Public Health remains in regular contact with skilled nursing facilities and provides facilities with technical assistance, guidance, emergency supplies of personal protective equipment, and COVID-19 vaccine and testing support. The proportion of deaths occurring among residents at skilled nursing facilities has dropped from 50 percent last summer to under 7 percent this winter.

“We wish healing and peace to those grieving a loved one who passed away from COVID-19,” said Barbara Ferrer, PhD, MPH, MEd, Director of Public Health. “As we honor the legacy of Reverend Dr. Martin Luther King Jr., we are reminded that, together, we can make change for the better. We are closer and closer to ending this pandemic, and collective action is what makes the difference in how many more people die.

“It will take a few more months before there is enough vaccine supply available and enough people vaccinated to provide us with the level of protection needed to end the pandemic. Given the emergence of variants that may be more easily transmissible, now would be the time to figure out how you should modify your current activities to reduce exposure to others since many people who are out and about are infected with COVID-19. Please continue to stay home as much as possible, wear a face covering and stay at least six feet away from people you do not live with at all times.”

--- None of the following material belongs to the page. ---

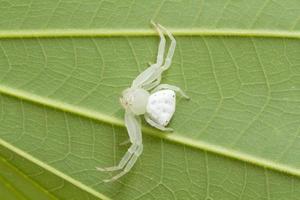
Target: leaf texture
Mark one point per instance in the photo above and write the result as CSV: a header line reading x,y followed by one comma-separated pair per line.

If you have symptoms or test positive for COVID-19, isolate immediately from your family and others. Individuals with underlying health conditions and those that are older should remain in their home and ask others living with you to wear a face covering when they are nearby. If you are having severe symptoms including difficulty breathing, persistent pain or pressure in the chest, inability to wake or stay awake and/or bluish lips or face, go to an emergency room or call 911.